You are loved just as you are. And transfiguration is about revealing your true self as you were created by God.
And what’s amazing is that “… as we let our own light shine, we unconsciously give other people permission to do the same.”
This week, I challenge each of us to practice transfiguration in big or small ways, to practice being vulnerable enough to share who you truly are, to practice allowing the light of God’s love to shine through you, not because we are perfect, but because we are God’s.
And we do this in community, not just isolated on our own, because what is light if we do not share it. Like Alison and the children sang today, “This Little Light of Mine, I’m gonna let it shine.”
And because God has chosen to create us with such great diversity, we each reflect different aspects of the image of God. Practicing transfiguration allows God’s image to shine more brilliantly through us in all our uniqueness and diversity, so that together, God might be revealed more fully.
So do not be afraid. Follow Jesus. Listen to him.
This week, we mark Ash Wednesday, the beginning of Lent. Perhaps it is all the more fitting that we have a mountaintop experience, before journeying to Jerusalem, knowing that death and betrayal await.
But we do not go into the wilderness of the valleys alone. We go with one another and with Jesus as our guide. And we go with light if we are just courageous enough to let that light shine.
So go. Be bold, and as Rihanna sings, “Shine bright like a diamond.”
Thanks be to God, Amen.
 Knisely, Nicholas. “Transfiguration, not Transformation” from Entangled States. 2013. https://entangledstates.org/2013/08/06/transfiguration-not-transformation/
 Gregg Carl. “Practicing Transformation” from Patheos. 2011. https://www.patheos.com/blogs/carlgregg/2011/02/lectionary-commentary-practicing-transfiguration-for-march-6-2011/
 Williamson, Marianne. A Return to Love. HarperCollins, 1996.
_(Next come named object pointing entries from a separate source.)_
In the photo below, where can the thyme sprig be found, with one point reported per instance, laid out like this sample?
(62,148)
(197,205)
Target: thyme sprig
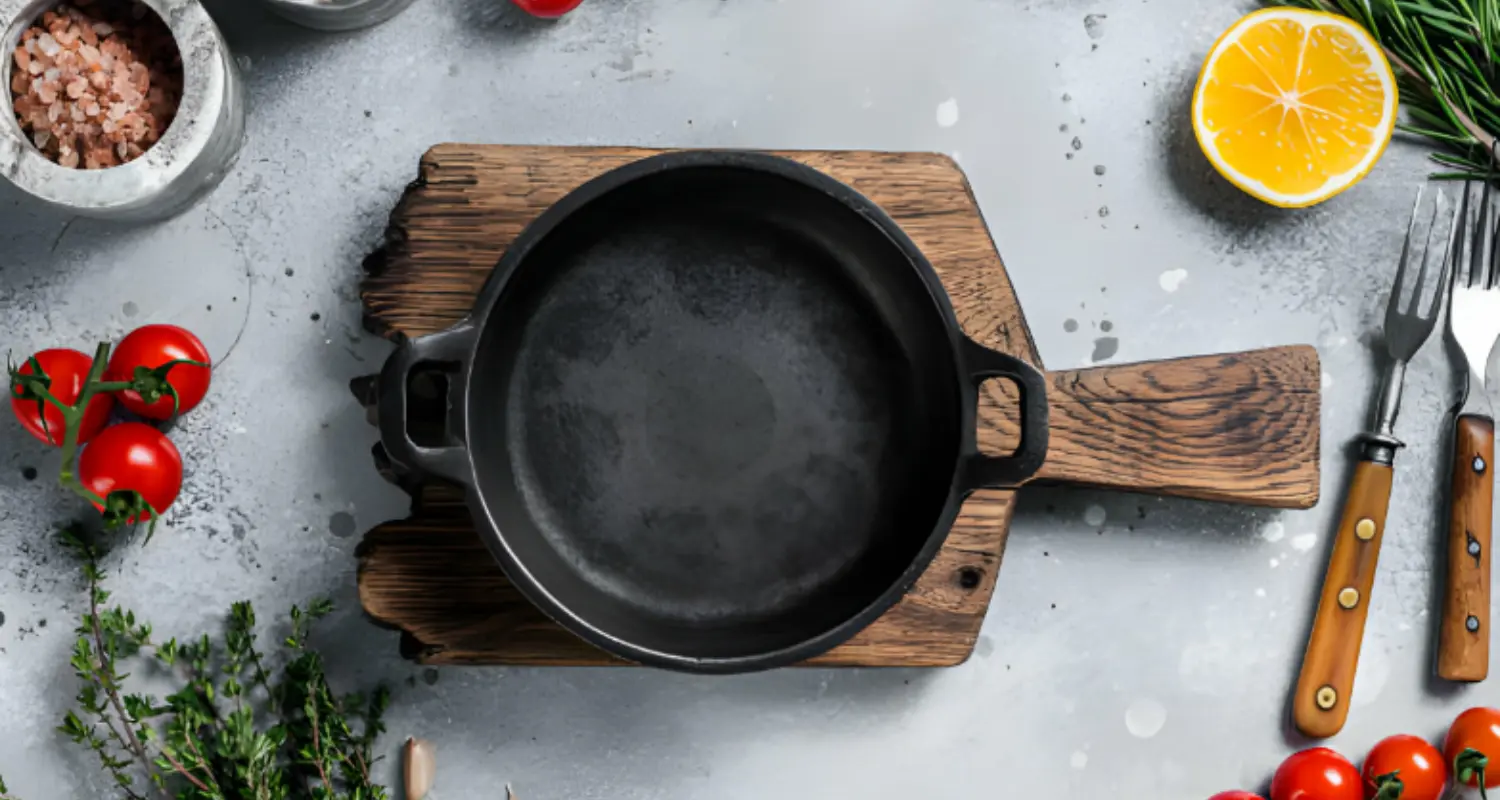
(239,727)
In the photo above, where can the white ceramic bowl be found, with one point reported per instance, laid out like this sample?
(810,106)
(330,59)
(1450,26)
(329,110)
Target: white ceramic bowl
(194,155)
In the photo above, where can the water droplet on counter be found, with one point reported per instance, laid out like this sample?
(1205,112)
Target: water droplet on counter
(1272,532)
(1095,515)
(1145,718)
(1104,348)
(948,113)
(342,524)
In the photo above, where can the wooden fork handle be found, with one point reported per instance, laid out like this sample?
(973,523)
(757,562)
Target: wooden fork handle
(1320,704)
(1463,643)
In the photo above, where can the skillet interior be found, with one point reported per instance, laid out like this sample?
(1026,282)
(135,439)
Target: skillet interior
(714,415)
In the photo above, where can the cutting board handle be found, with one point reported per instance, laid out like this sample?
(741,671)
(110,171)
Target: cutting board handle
(1238,428)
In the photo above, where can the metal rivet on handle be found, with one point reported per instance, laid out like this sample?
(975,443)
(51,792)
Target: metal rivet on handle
(1349,596)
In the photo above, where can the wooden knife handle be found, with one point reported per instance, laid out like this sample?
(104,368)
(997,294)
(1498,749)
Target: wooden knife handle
(1320,704)
(1238,427)
(1463,643)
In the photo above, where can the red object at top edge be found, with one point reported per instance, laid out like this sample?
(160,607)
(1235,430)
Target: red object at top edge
(548,9)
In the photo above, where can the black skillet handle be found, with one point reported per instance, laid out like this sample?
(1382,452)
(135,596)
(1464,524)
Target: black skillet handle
(450,461)
(1007,472)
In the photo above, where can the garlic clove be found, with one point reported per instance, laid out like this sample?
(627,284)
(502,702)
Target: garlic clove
(420,766)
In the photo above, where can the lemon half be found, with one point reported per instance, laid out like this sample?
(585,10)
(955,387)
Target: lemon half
(1295,105)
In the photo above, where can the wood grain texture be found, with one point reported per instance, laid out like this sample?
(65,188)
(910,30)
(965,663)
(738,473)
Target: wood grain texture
(1338,628)
(1463,643)
(446,236)
(1239,428)
(432,577)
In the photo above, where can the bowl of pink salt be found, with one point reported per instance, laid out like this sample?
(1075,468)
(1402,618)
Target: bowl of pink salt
(117,108)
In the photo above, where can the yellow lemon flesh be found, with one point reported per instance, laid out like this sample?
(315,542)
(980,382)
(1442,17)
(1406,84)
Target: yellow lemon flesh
(1295,105)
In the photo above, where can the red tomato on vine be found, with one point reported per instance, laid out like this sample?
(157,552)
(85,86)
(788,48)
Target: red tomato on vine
(140,357)
(66,372)
(1409,761)
(548,9)
(1317,773)
(1472,742)
(131,457)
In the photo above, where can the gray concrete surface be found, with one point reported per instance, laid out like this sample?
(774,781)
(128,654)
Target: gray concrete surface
(1137,647)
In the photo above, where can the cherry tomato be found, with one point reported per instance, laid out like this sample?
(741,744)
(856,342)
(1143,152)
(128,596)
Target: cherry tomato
(134,455)
(1419,767)
(1316,775)
(68,369)
(548,9)
(1476,730)
(150,347)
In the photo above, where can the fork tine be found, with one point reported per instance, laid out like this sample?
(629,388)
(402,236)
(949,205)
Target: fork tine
(1493,275)
(1394,305)
(1479,260)
(1425,257)
(1458,245)
(1445,285)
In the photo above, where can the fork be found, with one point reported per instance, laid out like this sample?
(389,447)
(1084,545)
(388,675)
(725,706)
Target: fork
(1320,703)
(1473,323)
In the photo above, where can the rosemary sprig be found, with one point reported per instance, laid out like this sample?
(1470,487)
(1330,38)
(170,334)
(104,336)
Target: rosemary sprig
(236,728)
(1443,53)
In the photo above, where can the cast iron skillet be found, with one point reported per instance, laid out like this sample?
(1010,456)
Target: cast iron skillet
(713,412)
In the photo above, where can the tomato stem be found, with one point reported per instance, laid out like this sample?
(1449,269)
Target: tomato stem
(1388,787)
(1469,769)
(123,509)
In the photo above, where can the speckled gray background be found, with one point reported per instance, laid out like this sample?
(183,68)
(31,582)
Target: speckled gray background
(1136,646)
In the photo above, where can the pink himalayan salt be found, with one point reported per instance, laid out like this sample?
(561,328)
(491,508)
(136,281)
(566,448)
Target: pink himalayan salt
(96,92)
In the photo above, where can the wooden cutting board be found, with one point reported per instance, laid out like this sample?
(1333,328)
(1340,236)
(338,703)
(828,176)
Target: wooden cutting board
(1236,428)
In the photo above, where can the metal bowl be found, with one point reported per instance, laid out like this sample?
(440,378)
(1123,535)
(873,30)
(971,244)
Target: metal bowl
(338,14)
(194,155)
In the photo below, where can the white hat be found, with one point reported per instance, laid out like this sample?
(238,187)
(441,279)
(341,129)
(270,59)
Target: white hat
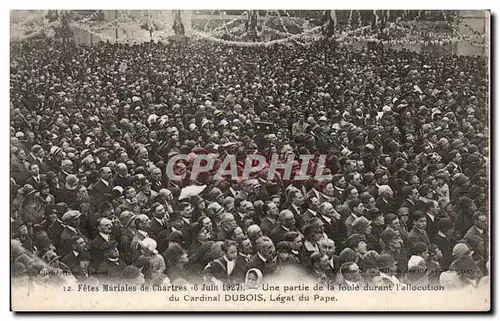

Then Jesus told his disciples, ‘If any want to become my followers, let them deny themselves and take up their cross and follow me. For those who want to save their life will lose it, and those who lose their life for my sake will find it. For what will it profit them if they gain the whole world but forfeit their life? Or what will they give in return for their life?
‘For the Son of Man is to come with his angels in the glory of his Father, and then he will repay everyone for what has been done. Truly I tell you, there are some standing here who will not taste death before they see the Son of Man coming in his kingdom.’
Six days later, Jesus took with him Peter and James and his brother John and led them up a high mountain, by themselves. And he was transfigured before them, and his face shone like the sun, and his clothes became dazzling white. Suddenly there appeared to them Moses and Elijah, talking with him. Then Peter said to Jesus, ‘Lord, it is good for us to be here; if you wish, I will make three dwellings here, one for you, one for Moses, and one for Elijah.’ While he was still speaking, suddenly a bright cloud overshadowed them, and from the cloud a voice said, ‘This is my Son, the Beloved; with him I am well pleased; listen to him!’ When the disciples heard this, they fell to the ground and were overcome by fear. But Jesus came and touched them, saying, ‘Get up and do not be afraid.’ And when they looked up, they saw no one except Jesus himself alone.